Saturday, April 2, 2011

Hazelnut Spread

This recipe only has five ingredients.  

Hazelnuts (roasted and blanched) very finely chopped*
sugar
sour cream
cream cheese
vanilla

Put 8 oz cream cheese in a mixer with three good blops (roughly 1 tablespoon, I think- I never use a recipe when making it myself) of sour cream and get a mixin.  It helps if the cream cheese is nice and soft before you start.  Add about 3 tablespoons of sugar (again, just an approximation) to this mix and continue blending.  

Add ~3 tablespoons of the chopped hazelnuts to the mix, as well as a splash of vanilla.  Beat that stuff until it's fairly fluffy, then spread on a nice bagel (I put it on cinnamon minibagels from Winco, toasted) and enjoy. 
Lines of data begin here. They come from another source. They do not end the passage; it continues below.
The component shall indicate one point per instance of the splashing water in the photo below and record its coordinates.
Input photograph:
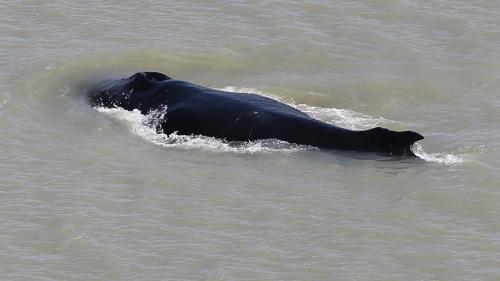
(443, 158)
(146, 126)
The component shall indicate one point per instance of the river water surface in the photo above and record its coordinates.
(96, 194)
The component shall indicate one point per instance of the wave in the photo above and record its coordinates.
(443, 158)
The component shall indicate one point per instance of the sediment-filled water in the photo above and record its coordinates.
(96, 194)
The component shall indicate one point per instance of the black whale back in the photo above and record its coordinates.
(194, 109)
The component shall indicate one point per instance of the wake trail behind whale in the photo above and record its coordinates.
(145, 126)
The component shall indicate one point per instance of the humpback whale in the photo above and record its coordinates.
(196, 110)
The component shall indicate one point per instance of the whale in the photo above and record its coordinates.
(191, 109)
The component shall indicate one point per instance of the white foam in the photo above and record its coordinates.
(443, 158)
(145, 127)
(340, 117)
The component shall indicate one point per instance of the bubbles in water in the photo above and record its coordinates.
(443, 158)
(146, 126)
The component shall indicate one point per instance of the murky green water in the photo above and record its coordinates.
(91, 194)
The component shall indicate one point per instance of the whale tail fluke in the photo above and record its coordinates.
(392, 142)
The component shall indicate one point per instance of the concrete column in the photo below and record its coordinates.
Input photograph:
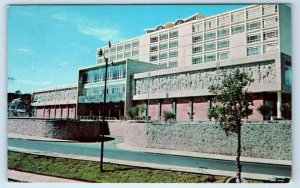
(174, 105)
(191, 108)
(279, 103)
(146, 108)
(158, 110)
(68, 111)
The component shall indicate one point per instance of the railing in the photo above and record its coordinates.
(95, 118)
(99, 98)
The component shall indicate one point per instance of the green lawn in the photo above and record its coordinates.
(113, 173)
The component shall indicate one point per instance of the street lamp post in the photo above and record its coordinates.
(100, 54)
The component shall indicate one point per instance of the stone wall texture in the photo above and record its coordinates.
(60, 129)
(259, 140)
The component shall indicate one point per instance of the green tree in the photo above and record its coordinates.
(230, 105)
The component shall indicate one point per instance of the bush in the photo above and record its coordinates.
(169, 115)
(133, 112)
(265, 110)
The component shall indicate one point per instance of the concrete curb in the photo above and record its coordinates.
(147, 165)
(36, 178)
(202, 155)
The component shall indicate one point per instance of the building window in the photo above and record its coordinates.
(223, 55)
(237, 29)
(224, 20)
(127, 45)
(163, 46)
(270, 22)
(173, 34)
(163, 56)
(253, 50)
(173, 53)
(120, 56)
(135, 44)
(100, 60)
(269, 9)
(120, 47)
(197, 49)
(288, 75)
(237, 17)
(223, 44)
(253, 38)
(135, 52)
(210, 24)
(209, 58)
(270, 34)
(197, 38)
(173, 44)
(197, 27)
(253, 25)
(223, 32)
(197, 60)
(270, 47)
(163, 64)
(253, 13)
(112, 57)
(153, 48)
(209, 47)
(153, 39)
(106, 51)
(173, 63)
(153, 57)
(113, 49)
(127, 54)
(163, 36)
(210, 35)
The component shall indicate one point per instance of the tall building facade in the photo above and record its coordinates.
(198, 51)
(171, 67)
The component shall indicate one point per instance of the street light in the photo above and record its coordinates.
(100, 54)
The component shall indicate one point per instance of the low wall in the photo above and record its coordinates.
(261, 140)
(52, 128)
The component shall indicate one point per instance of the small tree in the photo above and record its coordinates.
(231, 105)
(265, 110)
(132, 112)
(141, 109)
(169, 115)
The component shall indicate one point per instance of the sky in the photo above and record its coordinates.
(47, 44)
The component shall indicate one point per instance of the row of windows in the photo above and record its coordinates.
(126, 54)
(173, 63)
(121, 47)
(116, 89)
(267, 48)
(256, 37)
(165, 55)
(164, 36)
(163, 46)
(235, 29)
(210, 46)
(267, 22)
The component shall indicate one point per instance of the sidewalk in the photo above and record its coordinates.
(158, 166)
(169, 152)
(25, 177)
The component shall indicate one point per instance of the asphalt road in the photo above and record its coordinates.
(111, 151)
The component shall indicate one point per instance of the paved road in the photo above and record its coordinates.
(112, 152)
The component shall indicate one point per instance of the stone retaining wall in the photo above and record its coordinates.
(52, 128)
(269, 140)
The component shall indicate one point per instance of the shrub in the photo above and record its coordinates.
(169, 115)
(133, 112)
(265, 110)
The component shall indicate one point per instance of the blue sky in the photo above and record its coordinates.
(48, 44)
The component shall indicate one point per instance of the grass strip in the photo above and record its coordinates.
(113, 173)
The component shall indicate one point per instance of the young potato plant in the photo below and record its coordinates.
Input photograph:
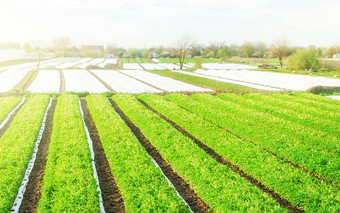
(16, 148)
(69, 185)
(221, 188)
(141, 183)
(7, 105)
(277, 135)
(298, 187)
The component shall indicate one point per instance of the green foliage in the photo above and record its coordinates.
(7, 105)
(208, 177)
(301, 188)
(69, 185)
(303, 60)
(16, 148)
(141, 183)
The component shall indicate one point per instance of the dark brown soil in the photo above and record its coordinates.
(270, 152)
(142, 81)
(102, 81)
(33, 191)
(3, 130)
(282, 201)
(184, 189)
(113, 200)
(62, 82)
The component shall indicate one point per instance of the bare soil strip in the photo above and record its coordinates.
(3, 130)
(113, 200)
(27, 80)
(33, 190)
(183, 188)
(62, 82)
(102, 81)
(282, 201)
(270, 152)
(142, 81)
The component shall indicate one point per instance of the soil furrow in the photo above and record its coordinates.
(142, 81)
(102, 81)
(3, 130)
(270, 152)
(183, 188)
(62, 82)
(282, 201)
(113, 200)
(33, 190)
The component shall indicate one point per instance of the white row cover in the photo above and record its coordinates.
(279, 80)
(164, 83)
(46, 81)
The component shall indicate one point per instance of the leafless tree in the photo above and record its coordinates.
(280, 49)
(182, 49)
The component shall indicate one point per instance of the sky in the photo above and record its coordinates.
(147, 23)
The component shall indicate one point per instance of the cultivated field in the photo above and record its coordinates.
(174, 153)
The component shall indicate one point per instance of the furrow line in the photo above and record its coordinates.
(195, 203)
(282, 201)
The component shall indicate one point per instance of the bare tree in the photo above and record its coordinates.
(182, 49)
(280, 49)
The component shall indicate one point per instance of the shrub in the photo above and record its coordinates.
(303, 60)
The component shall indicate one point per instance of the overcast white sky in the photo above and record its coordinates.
(136, 23)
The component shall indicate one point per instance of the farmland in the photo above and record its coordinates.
(177, 153)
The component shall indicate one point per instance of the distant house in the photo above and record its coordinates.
(336, 56)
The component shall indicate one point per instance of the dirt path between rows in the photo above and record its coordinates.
(62, 82)
(33, 190)
(102, 81)
(142, 81)
(113, 199)
(282, 201)
(183, 188)
(3, 130)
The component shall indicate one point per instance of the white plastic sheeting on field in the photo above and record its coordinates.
(255, 86)
(169, 66)
(81, 81)
(279, 80)
(164, 83)
(108, 61)
(46, 81)
(122, 83)
(10, 78)
(132, 66)
(225, 66)
(151, 66)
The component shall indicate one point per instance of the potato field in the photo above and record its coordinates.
(175, 152)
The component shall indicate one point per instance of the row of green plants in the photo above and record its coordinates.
(69, 185)
(141, 183)
(324, 124)
(16, 148)
(221, 188)
(282, 140)
(281, 101)
(291, 183)
(7, 104)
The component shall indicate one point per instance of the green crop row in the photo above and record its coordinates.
(285, 142)
(291, 183)
(141, 183)
(221, 188)
(69, 185)
(272, 100)
(314, 101)
(7, 105)
(304, 126)
(16, 148)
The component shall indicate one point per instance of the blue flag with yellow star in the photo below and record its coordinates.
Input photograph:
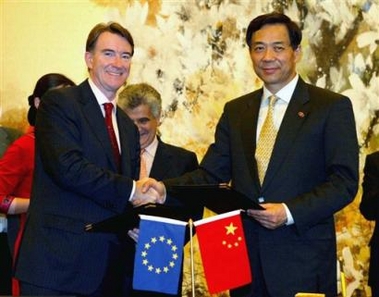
(159, 254)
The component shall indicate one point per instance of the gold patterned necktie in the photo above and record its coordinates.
(266, 140)
(143, 166)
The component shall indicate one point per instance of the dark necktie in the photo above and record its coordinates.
(108, 107)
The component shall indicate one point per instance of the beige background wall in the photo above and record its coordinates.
(193, 52)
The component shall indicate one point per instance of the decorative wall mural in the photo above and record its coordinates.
(194, 53)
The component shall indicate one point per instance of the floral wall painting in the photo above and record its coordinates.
(194, 53)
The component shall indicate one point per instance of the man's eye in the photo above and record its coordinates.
(258, 48)
(278, 48)
(126, 56)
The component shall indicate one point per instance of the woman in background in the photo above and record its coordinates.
(17, 166)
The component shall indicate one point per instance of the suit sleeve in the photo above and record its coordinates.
(369, 205)
(339, 154)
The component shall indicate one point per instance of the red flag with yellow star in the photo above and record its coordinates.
(223, 251)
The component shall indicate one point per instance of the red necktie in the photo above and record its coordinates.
(143, 167)
(108, 121)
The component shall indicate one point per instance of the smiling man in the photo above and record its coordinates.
(159, 160)
(293, 147)
(87, 164)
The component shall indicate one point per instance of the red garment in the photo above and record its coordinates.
(16, 174)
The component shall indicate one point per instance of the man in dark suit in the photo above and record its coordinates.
(78, 180)
(369, 207)
(143, 104)
(312, 171)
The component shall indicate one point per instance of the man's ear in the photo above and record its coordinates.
(89, 59)
(37, 101)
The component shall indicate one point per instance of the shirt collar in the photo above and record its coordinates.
(284, 93)
(100, 97)
(152, 147)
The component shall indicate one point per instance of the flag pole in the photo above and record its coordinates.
(191, 258)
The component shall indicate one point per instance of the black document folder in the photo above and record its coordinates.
(219, 198)
(130, 219)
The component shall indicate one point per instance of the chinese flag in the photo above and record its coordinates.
(223, 251)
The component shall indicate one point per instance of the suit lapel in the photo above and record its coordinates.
(95, 119)
(160, 163)
(126, 153)
(249, 120)
(295, 116)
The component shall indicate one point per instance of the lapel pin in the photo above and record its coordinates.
(301, 114)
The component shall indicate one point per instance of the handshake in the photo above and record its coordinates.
(148, 190)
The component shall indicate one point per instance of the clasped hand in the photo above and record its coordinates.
(148, 190)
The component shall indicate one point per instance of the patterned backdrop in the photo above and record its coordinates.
(194, 53)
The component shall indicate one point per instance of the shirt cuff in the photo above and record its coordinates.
(290, 220)
(133, 190)
(5, 203)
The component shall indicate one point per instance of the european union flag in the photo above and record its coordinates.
(159, 254)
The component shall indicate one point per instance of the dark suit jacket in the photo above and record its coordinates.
(369, 207)
(313, 170)
(75, 183)
(172, 161)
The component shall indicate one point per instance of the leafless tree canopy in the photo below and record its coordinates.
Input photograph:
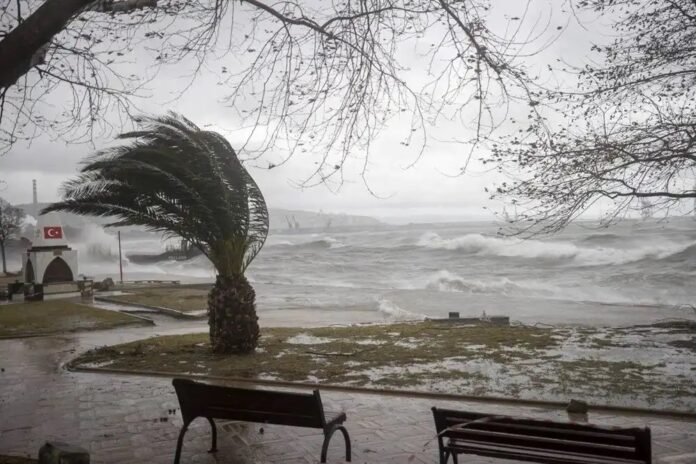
(628, 136)
(11, 219)
(314, 76)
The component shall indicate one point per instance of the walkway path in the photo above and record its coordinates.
(130, 419)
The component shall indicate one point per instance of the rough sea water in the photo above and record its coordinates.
(632, 273)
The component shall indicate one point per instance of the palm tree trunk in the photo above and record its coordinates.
(234, 326)
(4, 262)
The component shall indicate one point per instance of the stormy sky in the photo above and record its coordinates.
(426, 191)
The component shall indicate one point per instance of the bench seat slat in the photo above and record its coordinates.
(542, 443)
(549, 430)
(538, 440)
(533, 454)
(455, 417)
(264, 417)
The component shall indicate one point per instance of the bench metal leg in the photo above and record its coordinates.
(180, 443)
(213, 449)
(327, 438)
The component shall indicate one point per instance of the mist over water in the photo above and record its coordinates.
(634, 272)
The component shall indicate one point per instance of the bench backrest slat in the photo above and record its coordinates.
(542, 435)
(273, 407)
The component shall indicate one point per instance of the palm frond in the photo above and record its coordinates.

All of the proportions are approximate, I'm sorry, but this is a recipe where it's really all a matter of personal taste.  It's not like bread where if you add too much water it becomes unworkable glue- it's really a very safe recipe.

But it can be a little complicated.

It's the hazelnuts.  They're the problem.  

You can get blanched hazelnuts at some stores, but if you don't have a store that carries them, then you have to blanch them yourself.  I had to figure this out trying to follow advice from the internet (always a bad idea**) and it took many attempts, but I think I've got the technique down now. 

Get some hazelnuts from a store.  I go to Winco, because they've got the best prices in town, but Safeway and Top Foods also carry them in the bulk section. 

On the stove, boil a couple cups of water in a small pot.  Let it get way boiling before you continue. 

Add the hazelnuts, taking out any that are chopped in half or have way exposed patches***.  
Stir the pot at regular intervals. 

Let them boil for 3 minutes.  Then, turn off the stove, drain the water, and put the hazelnuts in a bowl.  

Some people say that you can get the skin off by rubbing them with your fingers, or a dishtowel, but I always find it easier (though uggy for your fingernails) to just try to pick it off.  You may have to scratch at it, but you'll soon pick up the technique for getting the skin off. 

After they're all peeled, put them on a baking sheet and put that baking sheet into a cold oven.  

Turn the oven to 350 degrees and set the time for 10 minutes. At 10 minutes, they may not be completely dry, but you should keep a hawklike eye on them once they've been in longer than that.  You do NOT want them to burn.  

When they're dry, they will

1.  not look so wet
2.  feel more solid (like wood, I guess, versus a pencil eraser?) 
3.  be ready to food process.
 This process is long- saturday is the best day to do it- but the rewards are blanched hazelnuts!
YAY

*Put them in a food processor until it cannot possibly be described as chunky. But of course, this depends on personal taste.  Some people might want chunkier spread.  

**Unless it's my advice, and then FOLLOW IT TO THE ENDS OF THE EARTH.

*** They get waterlogged if you try to boil them, and give your spread a weird, crunchily wet taste.  Like some kind of freaky salad.  It's fine- you can just add them as they are to the rest of the spread.  A little skin won't kill you.